Data science often has a similar workflow: acquire, ingest/clean, store/manage, data wrangling, visual analysis, modeling, story-telling. For many of those stages, python has nice tools.
Christian Staudt calls it an ecosystem. Well, if you make a diagram showing the various tools it starts to look like one of those biology diagrams showing which kinds of animal eats what other kinds of animals. Likewise, python libraries have their function and their specialized niche.
Numpy. The fundamental package for numeric computing in python. N-dimensional arrays. Numpy arrays are different to python lists: they’re layed out in memory in a much more effective and compact way.

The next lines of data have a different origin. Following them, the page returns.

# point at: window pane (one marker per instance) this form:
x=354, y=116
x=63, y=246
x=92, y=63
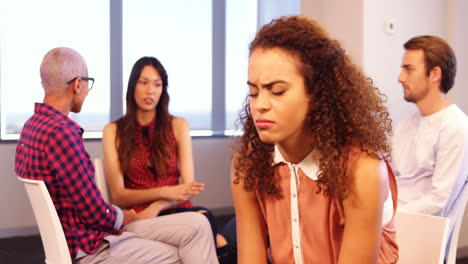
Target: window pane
x=179, y=34
x=241, y=25
x=28, y=30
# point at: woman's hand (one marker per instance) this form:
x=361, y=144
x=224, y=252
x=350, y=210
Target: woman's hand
x=183, y=192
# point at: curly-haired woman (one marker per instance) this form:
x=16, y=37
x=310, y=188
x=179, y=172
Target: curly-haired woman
x=310, y=176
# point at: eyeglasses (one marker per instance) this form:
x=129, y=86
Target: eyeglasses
x=89, y=79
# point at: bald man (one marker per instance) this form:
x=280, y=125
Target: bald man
x=51, y=149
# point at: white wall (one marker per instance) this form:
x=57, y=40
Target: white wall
x=212, y=158
x=359, y=26
x=459, y=94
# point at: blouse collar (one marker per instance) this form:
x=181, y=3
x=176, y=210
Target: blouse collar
x=308, y=165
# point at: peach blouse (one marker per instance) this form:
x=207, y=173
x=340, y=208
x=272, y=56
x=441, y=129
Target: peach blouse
x=306, y=227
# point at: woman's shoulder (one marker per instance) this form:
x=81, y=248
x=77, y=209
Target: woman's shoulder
x=109, y=128
x=179, y=123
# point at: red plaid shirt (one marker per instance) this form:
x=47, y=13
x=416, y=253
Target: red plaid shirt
x=51, y=149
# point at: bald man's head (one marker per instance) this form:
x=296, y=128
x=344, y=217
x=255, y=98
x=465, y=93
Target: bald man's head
x=59, y=66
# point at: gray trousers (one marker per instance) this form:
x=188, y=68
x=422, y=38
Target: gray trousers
x=178, y=238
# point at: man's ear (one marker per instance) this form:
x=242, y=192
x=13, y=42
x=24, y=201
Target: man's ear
x=76, y=85
x=436, y=74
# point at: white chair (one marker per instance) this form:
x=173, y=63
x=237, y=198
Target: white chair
x=456, y=214
x=52, y=236
x=101, y=182
x=421, y=238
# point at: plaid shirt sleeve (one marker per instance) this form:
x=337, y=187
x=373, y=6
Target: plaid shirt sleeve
x=69, y=160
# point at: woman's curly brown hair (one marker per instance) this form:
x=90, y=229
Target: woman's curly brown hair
x=346, y=109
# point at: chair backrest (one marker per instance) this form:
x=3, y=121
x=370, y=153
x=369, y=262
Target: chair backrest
x=421, y=238
x=52, y=236
x=456, y=214
x=101, y=181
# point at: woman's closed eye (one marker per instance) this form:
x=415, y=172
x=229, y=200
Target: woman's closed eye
x=278, y=92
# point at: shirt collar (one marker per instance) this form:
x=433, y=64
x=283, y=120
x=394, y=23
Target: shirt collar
x=308, y=165
x=49, y=110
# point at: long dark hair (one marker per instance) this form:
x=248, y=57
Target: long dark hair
x=346, y=109
x=159, y=147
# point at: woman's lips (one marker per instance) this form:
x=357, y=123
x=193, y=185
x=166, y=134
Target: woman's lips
x=263, y=123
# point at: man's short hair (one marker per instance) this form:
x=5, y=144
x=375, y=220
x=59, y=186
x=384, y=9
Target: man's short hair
x=437, y=52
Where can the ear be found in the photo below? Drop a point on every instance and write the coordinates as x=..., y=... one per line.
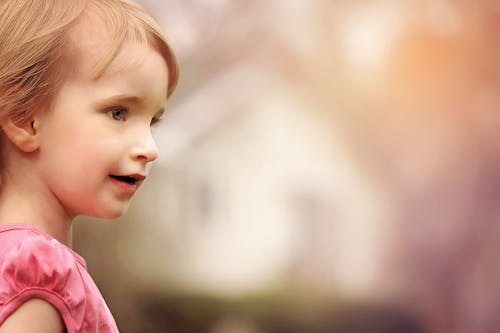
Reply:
x=22, y=134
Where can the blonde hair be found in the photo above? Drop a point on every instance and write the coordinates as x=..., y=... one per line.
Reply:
x=35, y=47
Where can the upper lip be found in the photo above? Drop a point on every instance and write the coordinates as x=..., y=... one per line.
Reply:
x=137, y=176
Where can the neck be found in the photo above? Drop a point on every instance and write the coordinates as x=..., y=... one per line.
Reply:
x=25, y=199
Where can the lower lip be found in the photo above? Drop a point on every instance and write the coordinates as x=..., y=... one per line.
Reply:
x=123, y=186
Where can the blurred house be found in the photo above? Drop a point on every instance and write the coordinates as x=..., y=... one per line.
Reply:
x=253, y=191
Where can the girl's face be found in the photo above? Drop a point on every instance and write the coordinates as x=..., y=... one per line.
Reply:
x=96, y=146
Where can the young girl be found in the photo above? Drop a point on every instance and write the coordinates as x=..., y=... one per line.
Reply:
x=81, y=82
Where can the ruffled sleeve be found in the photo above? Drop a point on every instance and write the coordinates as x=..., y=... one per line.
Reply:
x=42, y=268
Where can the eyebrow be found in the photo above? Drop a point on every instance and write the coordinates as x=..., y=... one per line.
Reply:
x=134, y=100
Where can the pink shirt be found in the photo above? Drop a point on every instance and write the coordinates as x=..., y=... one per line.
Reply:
x=35, y=265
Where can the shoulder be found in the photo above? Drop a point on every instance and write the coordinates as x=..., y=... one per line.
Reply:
x=34, y=316
x=35, y=266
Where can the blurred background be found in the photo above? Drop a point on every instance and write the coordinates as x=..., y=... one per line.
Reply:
x=325, y=166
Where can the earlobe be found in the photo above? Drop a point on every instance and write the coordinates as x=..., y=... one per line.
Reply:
x=24, y=135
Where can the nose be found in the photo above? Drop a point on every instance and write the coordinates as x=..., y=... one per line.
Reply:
x=145, y=149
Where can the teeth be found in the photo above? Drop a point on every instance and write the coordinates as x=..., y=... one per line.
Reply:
x=127, y=179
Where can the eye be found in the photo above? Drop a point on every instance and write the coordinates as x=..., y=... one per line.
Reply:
x=154, y=121
x=118, y=114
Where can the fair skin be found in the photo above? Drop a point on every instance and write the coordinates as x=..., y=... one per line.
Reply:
x=72, y=159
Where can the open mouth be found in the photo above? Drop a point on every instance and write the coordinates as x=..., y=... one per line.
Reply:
x=126, y=179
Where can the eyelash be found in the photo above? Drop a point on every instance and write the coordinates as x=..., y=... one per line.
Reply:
x=154, y=121
x=120, y=114
x=116, y=113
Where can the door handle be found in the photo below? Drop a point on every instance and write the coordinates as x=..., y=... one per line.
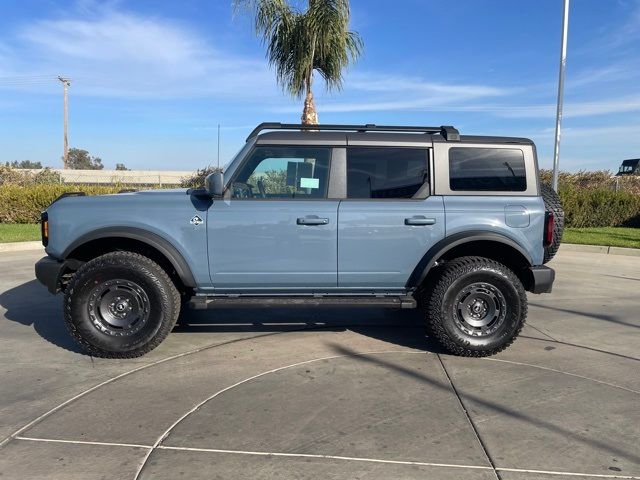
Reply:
x=312, y=221
x=419, y=220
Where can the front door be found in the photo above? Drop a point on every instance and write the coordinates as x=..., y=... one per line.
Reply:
x=276, y=229
x=389, y=220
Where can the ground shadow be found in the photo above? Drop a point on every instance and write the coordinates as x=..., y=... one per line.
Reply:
x=31, y=304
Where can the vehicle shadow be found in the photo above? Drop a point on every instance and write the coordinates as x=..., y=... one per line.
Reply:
x=30, y=304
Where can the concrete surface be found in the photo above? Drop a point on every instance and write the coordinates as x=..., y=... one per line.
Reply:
x=21, y=247
x=329, y=394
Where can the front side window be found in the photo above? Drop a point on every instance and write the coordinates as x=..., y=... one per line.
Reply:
x=283, y=172
x=386, y=172
x=487, y=169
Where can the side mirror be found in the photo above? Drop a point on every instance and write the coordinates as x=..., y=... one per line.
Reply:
x=214, y=184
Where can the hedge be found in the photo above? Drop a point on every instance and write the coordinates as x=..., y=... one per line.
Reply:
x=583, y=207
x=23, y=204
x=600, y=208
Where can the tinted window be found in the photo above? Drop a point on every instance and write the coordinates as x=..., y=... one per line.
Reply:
x=283, y=172
x=487, y=169
x=385, y=172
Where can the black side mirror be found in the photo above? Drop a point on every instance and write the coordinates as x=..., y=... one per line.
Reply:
x=214, y=184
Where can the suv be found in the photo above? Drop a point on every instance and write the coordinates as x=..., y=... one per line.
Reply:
x=323, y=215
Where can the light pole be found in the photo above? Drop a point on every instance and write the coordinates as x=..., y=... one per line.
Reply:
x=218, y=146
x=563, y=63
x=65, y=157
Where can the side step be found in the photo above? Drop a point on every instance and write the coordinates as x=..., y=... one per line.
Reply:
x=204, y=302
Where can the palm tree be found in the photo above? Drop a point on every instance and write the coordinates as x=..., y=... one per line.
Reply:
x=299, y=43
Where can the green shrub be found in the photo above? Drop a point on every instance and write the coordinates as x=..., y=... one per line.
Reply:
x=600, y=208
x=600, y=179
x=23, y=204
x=14, y=176
x=197, y=179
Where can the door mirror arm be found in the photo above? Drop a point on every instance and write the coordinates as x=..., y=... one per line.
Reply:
x=214, y=184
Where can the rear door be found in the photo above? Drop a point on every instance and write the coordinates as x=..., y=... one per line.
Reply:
x=389, y=219
x=278, y=230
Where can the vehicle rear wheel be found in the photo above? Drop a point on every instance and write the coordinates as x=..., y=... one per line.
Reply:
x=475, y=308
x=553, y=204
x=120, y=305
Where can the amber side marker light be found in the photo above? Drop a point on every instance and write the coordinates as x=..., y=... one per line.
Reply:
x=548, y=229
x=44, y=228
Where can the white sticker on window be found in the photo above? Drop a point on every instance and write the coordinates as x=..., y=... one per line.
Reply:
x=309, y=183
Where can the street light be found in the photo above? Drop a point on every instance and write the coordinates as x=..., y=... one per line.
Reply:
x=563, y=63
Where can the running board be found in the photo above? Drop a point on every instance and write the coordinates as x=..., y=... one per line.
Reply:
x=204, y=302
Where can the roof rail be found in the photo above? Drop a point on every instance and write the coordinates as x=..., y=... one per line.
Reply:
x=448, y=132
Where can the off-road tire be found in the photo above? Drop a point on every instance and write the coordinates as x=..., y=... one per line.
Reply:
x=443, y=319
x=553, y=204
x=147, y=283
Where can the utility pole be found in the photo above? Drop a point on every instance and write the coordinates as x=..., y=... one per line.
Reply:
x=65, y=157
x=563, y=63
x=218, y=146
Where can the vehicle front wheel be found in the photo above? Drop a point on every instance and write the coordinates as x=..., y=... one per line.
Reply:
x=120, y=305
x=476, y=307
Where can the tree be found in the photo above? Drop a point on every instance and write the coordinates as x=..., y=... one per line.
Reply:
x=299, y=43
x=26, y=164
x=81, y=160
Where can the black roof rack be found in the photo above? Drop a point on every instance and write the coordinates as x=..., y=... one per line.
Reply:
x=448, y=132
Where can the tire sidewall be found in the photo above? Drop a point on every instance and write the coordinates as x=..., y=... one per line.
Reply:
x=160, y=309
x=511, y=323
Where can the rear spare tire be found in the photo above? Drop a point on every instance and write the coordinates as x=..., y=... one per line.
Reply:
x=553, y=205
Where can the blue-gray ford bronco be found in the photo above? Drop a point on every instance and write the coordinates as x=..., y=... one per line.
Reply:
x=325, y=215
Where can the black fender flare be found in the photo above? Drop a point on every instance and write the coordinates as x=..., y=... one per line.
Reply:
x=152, y=239
x=443, y=246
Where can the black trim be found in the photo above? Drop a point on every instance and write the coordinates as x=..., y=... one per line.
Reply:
x=151, y=239
x=542, y=278
x=448, y=132
x=48, y=272
x=452, y=241
x=201, y=302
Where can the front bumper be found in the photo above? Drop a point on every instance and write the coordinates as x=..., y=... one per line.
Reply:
x=541, y=279
x=49, y=271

Essential for understanding numpy: “lose your loops”. Don’t loop over arrays with regular python operations, but use numpy methods. That pushes everything down into highly effecient compiled code. That can gain you an order of magnitude in performance.

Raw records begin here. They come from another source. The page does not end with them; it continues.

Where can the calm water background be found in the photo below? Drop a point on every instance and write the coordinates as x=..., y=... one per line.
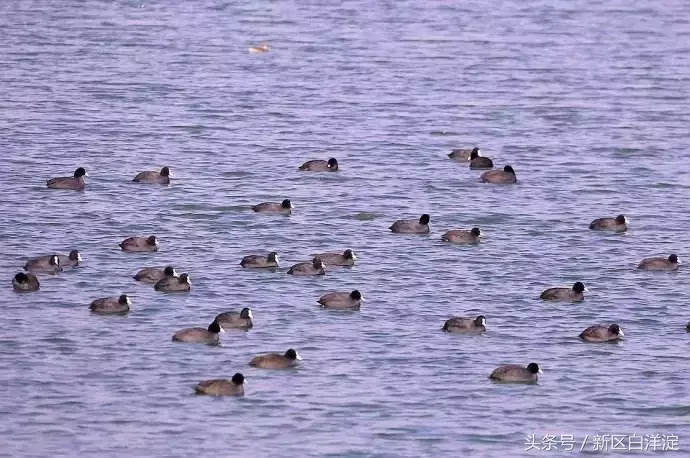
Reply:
x=588, y=101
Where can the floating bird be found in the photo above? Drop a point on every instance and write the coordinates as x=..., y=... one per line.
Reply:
x=181, y=284
x=162, y=177
x=617, y=224
x=277, y=361
x=345, y=259
x=75, y=182
x=111, y=305
x=411, y=226
x=49, y=264
x=285, y=207
x=600, y=333
x=341, y=300
x=574, y=294
x=465, y=325
x=317, y=165
x=154, y=274
x=140, y=244
x=304, y=269
x=459, y=237
x=200, y=335
x=235, y=320
x=25, y=282
x=260, y=262
x=671, y=263
x=505, y=176
x=221, y=387
x=515, y=373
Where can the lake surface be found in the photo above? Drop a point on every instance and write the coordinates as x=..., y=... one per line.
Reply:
x=587, y=100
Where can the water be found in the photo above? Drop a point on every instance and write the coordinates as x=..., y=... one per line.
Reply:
x=587, y=100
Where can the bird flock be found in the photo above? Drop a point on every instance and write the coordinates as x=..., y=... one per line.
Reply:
x=167, y=280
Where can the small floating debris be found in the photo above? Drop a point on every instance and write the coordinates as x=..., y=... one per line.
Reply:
x=263, y=47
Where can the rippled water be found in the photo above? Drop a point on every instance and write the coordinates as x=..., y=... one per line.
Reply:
x=588, y=101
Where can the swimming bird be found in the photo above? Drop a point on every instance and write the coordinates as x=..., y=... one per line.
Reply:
x=516, y=373
x=222, y=387
x=600, y=333
x=234, y=320
x=574, y=294
x=260, y=262
x=71, y=260
x=154, y=274
x=411, y=226
x=111, y=305
x=200, y=335
x=49, y=264
x=140, y=244
x=341, y=300
x=262, y=48
x=277, y=361
x=617, y=224
x=304, y=269
x=75, y=182
x=318, y=165
x=181, y=284
x=25, y=282
x=470, y=237
x=285, y=207
x=505, y=176
x=344, y=259
x=462, y=155
x=150, y=176
x=465, y=325
x=478, y=162
x=671, y=263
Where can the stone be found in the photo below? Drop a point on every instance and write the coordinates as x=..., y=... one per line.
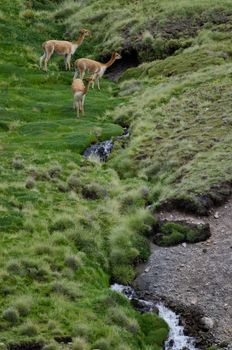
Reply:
x=207, y=322
x=147, y=269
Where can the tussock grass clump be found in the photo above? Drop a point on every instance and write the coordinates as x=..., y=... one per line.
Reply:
x=80, y=344
x=103, y=344
x=174, y=233
x=118, y=317
x=43, y=249
x=62, y=223
x=73, y=261
x=55, y=171
x=94, y=191
x=66, y=288
x=17, y=164
x=81, y=330
x=29, y=328
x=51, y=346
x=14, y=267
x=23, y=305
x=154, y=328
x=11, y=315
x=30, y=183
x=74, y=183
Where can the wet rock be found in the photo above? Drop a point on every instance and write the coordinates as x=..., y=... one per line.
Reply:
x=147, y=269
x=207, y=322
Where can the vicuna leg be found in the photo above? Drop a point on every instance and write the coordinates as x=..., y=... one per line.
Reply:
x=82, y=73
x=41, y=60
x=49, y=53
x=68, y=61
x=77, y=108
x=98, y=83
x=82, y=105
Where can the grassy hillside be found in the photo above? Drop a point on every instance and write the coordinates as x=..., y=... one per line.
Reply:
x=71, y=226
x=63, y=218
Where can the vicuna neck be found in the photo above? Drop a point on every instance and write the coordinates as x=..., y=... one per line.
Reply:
x=87, y=86
x=80, y=39
x=111, y=61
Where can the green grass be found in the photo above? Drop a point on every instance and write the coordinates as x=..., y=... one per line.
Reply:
x=59, y=211
x=70, y=226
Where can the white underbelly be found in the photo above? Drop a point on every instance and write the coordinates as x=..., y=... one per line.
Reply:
x=78, y=95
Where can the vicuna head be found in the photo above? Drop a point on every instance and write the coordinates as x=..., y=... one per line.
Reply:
x=116, y=56
x=85, y=32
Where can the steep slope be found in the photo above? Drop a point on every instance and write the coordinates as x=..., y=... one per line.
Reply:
x=60, y=218
x=69, y=225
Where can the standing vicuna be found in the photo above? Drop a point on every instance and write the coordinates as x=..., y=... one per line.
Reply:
x=63, y=48
x=97, y=68
x=79, y=91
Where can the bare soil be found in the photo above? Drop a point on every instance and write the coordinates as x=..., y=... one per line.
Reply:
x=197, y=275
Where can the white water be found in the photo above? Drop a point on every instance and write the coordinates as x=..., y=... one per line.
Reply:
x=176, y=332
x=177, y=340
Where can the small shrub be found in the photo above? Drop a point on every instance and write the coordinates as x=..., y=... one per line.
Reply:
x=29, y=329
x=11, y=315
x=80, y=344
x=17, y=164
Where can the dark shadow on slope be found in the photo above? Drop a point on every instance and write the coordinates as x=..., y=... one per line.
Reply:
x=129, y=59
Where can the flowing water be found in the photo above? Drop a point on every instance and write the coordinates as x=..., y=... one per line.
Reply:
x=102, y=150
x=177, y=340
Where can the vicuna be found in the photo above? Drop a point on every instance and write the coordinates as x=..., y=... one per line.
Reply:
x=79, y=92
x=63, y=48
x=97, y=68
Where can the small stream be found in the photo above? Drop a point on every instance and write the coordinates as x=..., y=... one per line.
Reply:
x=177, y=340
x=102, y=150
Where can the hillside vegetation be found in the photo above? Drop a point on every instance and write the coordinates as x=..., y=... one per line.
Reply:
x=70, y=226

Pandas. Labled indexed array data structures: series, dataframes, timeseries. It also include operations tailored to it like group_by and filter. And handy data import functionality (csv, excel, etc).

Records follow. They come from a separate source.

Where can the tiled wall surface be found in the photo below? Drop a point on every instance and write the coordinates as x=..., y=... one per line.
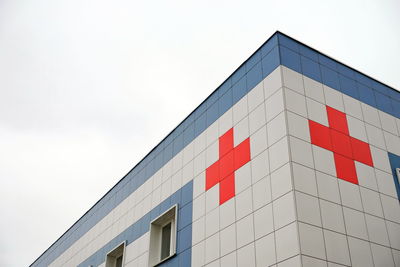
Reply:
x=282, y=206
x=340, y=223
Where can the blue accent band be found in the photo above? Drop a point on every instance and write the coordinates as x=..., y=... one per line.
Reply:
x=278, y=49
x=183, y=197
x=395, y=163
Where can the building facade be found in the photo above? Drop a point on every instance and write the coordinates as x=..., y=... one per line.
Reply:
x=291, y=162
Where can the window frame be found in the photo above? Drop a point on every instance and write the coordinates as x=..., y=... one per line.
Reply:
x=155, y=235
x=114, y=254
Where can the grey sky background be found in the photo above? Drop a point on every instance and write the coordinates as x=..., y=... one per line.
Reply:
x=87, y=88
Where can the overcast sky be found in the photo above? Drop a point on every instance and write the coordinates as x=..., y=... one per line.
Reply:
x=87, y=88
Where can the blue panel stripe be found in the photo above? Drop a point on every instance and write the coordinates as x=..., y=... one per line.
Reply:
x=302, y=59
x=183, y=197
x=278, y=49
x=395, y=163
x=234, y=88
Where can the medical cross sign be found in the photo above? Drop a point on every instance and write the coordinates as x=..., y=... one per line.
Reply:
x=223, y=171
x=346, y=149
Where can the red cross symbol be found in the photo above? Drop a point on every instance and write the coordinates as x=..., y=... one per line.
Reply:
x=223, y=171
x=346, y=149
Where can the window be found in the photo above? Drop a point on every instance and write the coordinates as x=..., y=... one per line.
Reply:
x=115, y=258
x=163, y=237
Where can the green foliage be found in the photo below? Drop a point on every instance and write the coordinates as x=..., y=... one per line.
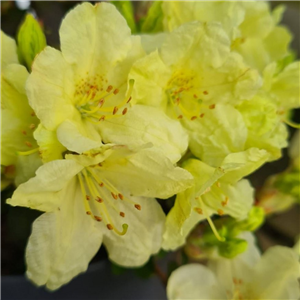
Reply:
x=153, y=22
x=126, y=9
x=31, y=40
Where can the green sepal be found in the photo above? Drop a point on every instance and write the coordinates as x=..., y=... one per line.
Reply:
x=31, y=40
x=126, y=9
x=153, y=22
x=231, y=248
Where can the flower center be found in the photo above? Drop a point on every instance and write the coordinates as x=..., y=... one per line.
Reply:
x=185, y=96
x=201, y=210
x=100, y=196
x=97, y=100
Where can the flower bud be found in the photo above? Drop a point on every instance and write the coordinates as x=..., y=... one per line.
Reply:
x=31, y=40
x=231, y=248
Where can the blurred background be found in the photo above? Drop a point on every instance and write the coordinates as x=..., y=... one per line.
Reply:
x=15, y=223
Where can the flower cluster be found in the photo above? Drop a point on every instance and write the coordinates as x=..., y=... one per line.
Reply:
x=196, y=100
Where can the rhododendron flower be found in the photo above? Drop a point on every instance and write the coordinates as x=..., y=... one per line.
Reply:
x=274, y=275
x=216, y=191
x=18, y=120
x=94, y=197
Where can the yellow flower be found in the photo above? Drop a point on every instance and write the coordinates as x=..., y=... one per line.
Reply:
x=18, y=120
x=97, y=197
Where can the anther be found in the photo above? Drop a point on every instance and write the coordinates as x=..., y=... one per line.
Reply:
x=109, y=226
x=109, y=88
x=220, y=212
x=224, y=203
x=101, y=102
x=207, y=190
x=98, y=199
x=198, y=210
x=115, y=110
x=137, y=206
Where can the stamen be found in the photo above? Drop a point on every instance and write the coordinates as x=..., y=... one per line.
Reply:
x=114, y=196
x=212, y=225
x=83, y=192
x=109, y=88
x=137, y=206
x=225, y=202
x=24, y=153
x=292, y=124
x=98, y=199
x=220, y=212
x=198, y=210
x=115, y=110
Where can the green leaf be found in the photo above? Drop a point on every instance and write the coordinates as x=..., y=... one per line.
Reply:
x=232, y=248
x=31, y=40
x=126, y=9
x=153, y=22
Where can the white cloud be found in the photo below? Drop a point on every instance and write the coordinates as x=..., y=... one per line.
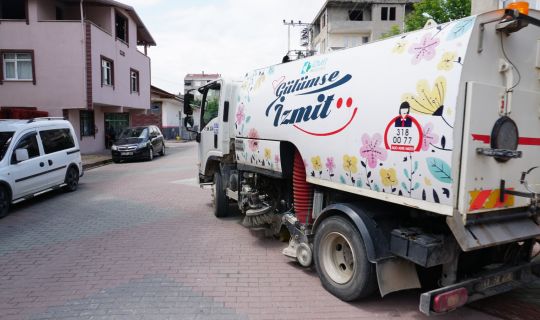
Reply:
x=229, y=37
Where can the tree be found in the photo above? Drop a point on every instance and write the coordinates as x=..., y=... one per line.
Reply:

He showed a quick example. It pays off to experiment with pandas and to explicitly
Dask. Dask can combine many different pandas dataframes into one. Handy for distributed computing. (Update: Dask can do much more than I originally wrote, like parallel numpy. See Thursday’s keynote about Dask)
Matplotlib. You can create simple plots with just a few lines. With more work, you can get any plot you want out of it.
Seaborn: productionready statistical graphics on top of matplotlib. There’s support for pandas and numpy data structures. And the build-in style looks cooler than matplotlib’s own default :-)
For instance, you can plot multi-dimensional data in multiple plots.
Bokeh. Interactive visualizations. Inspired by D3.js.
Holoviews. A more automated way of creating visualizations. It can use bokeh as a backend. You tell it to relate certain dimensions and it’ll give you a (hopefully matching) visualization.
Scikit-learn. The starting point for machine learning in Python. It has a modular approach: estimators, transformers, pipelines.
Statsmodels. More or less “the python replacement for R”. Statistical models, tests, etc.
statsmodels and scikit-learn have many models in common. Scikit-learn has a focus on machine learning and it is more pythonic. Statsmodels is focused on hardcore statistical analysis. And it is more approachable for those coming from R.
networkx. Creating, manipulating and studying the structure of complex networks/graphs. It includes visualization of networks.
Networkx is written in pure python. If you want to do graphs at scale, you need something else like igraph or graph-tool.
ipython. Powerful interactive python shell. He mentioned an extension for doing parallel calculations. And there’s the “rpy2” extension (formerly known as “rmagic”) that lets you use R at the same time from within your ipython shell.
jupyter notebooks. One of his favourite tools for data science projects. Interactive notebooks where you can combine code, documentation and visualizations together. It starts to look like Donald Knuth’s literate programming.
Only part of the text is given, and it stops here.